Keith Foulke said...

This rant is a granny to left-center but the problem actually may be worse than you describe. Yes, the professional coaching indsutry as a whole butchers these late game situations but it isn't just clock management where problems crop up. Fourth down conversions are another big problem for this group and this might surprise but the numbers on onside kicks are so compelling that it is astonishing we don't see more action in that area. Particularly after personal fouls move you up fifteen yards. Coaches that don't roll the ball in that situation probably shouldn't be allowed close to the headset.

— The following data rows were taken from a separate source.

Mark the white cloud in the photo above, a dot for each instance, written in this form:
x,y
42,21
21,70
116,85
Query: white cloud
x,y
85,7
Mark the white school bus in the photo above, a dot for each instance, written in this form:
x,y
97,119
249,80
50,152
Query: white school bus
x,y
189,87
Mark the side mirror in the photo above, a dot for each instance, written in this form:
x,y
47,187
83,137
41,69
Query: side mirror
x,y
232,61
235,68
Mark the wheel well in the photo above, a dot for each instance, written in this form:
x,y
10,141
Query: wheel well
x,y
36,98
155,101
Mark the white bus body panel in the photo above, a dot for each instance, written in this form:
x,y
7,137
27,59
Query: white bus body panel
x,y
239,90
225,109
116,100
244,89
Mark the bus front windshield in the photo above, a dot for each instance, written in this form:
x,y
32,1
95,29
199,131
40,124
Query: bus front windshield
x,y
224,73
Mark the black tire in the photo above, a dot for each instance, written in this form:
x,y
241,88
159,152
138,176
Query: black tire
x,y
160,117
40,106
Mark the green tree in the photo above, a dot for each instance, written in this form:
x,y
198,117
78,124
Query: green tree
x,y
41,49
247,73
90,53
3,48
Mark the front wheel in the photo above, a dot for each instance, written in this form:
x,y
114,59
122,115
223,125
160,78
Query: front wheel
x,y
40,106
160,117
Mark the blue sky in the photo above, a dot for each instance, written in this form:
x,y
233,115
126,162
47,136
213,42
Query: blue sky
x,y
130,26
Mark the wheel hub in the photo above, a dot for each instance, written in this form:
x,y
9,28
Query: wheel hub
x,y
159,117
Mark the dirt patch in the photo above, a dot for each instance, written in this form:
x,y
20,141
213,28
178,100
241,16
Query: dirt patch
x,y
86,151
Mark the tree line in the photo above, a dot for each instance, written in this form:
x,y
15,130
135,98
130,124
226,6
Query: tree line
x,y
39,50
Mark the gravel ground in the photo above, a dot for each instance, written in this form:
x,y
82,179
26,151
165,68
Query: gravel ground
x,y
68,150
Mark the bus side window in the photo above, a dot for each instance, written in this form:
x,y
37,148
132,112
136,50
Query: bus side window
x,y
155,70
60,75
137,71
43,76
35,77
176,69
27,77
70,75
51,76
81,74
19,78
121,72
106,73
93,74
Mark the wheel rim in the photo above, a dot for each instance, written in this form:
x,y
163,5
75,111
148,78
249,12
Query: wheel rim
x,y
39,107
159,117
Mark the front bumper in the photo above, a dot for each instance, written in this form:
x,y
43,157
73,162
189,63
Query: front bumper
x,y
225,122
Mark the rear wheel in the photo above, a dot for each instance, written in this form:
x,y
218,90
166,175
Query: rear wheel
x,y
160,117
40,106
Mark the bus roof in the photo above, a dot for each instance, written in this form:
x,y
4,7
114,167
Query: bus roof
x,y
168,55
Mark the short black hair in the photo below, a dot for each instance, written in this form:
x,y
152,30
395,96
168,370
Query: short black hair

I think the problem you reference really begs the following question ...... are professional HFC's smart men? I'm serious. They may be smart "football" guys. But the failure to understand and apply basic notions of probability is pretty damning. And we are not talking about tricky math here. This is pretty basic stuff.

Jhcurry said...

The media will fry anyone that tries and fails the unorthodox strategy. The mantra of football is to fight it out and to stand firm. Working probabilities is beyond the capacity of not only the coaches and the media but also the vast majority of the fan base. So, if you're doing the right thing and no one else believes it and it fails, was it the right thing to do afterall? Absolutely, but it won't happen because ultimately it's better short term to fight the fight and lose than to spout probablilities to an ignorant audience.

"The most difficult subjects can be explained to the most slow-witted man if he has not formed any idea of them already; but, the simplest thing cannot be made clear to the most intelligent man if he is firmly persuaded that he knows already, without a shadow of a doubt, what is laid before him." Leo Tolstoy, 1897

Irishmike said...

It has been my belief for years that coaches in all sports make most of their decisions based on lessening media scrutiny vs. actually winning the game. And since most of the media eschews any advanced statistical analysis and believes in the playing things by the 50 year old "book" a coach can avoid scrutiny by being conservative and sticking to traditional strategies that have long been disproved by stats. In baseball - sac bunts, silly use of "closers" etc. In football - onside kicks per the below, punting on 4th and short inside midfield, allowing a team to score to save time etc.

It's baffling. You would think that one or two of these billionaire owners, who presumably used analytics in the business that allowed them to amass their fortune, would hire a coach who understands these things and allow (actually force) him to coach that way.

faustus le grand said...

leo tolstoy can eat my samovar, but the man does have a point: did anyone come away from hard knocks thinking ryan, tennenbaum, woody johnson or anyone there had a brain? so part of it is stupdity, but i agree with other posters that another very big part of it is CMA...no one gets fired, at least not directly, for going with the conventinoal wisdom no matter how wrong it is. the media outrage over belichiks choice to not punt was painful in so many ways--a) they were wrong b) they would have feted him like a grand duchess had it worked.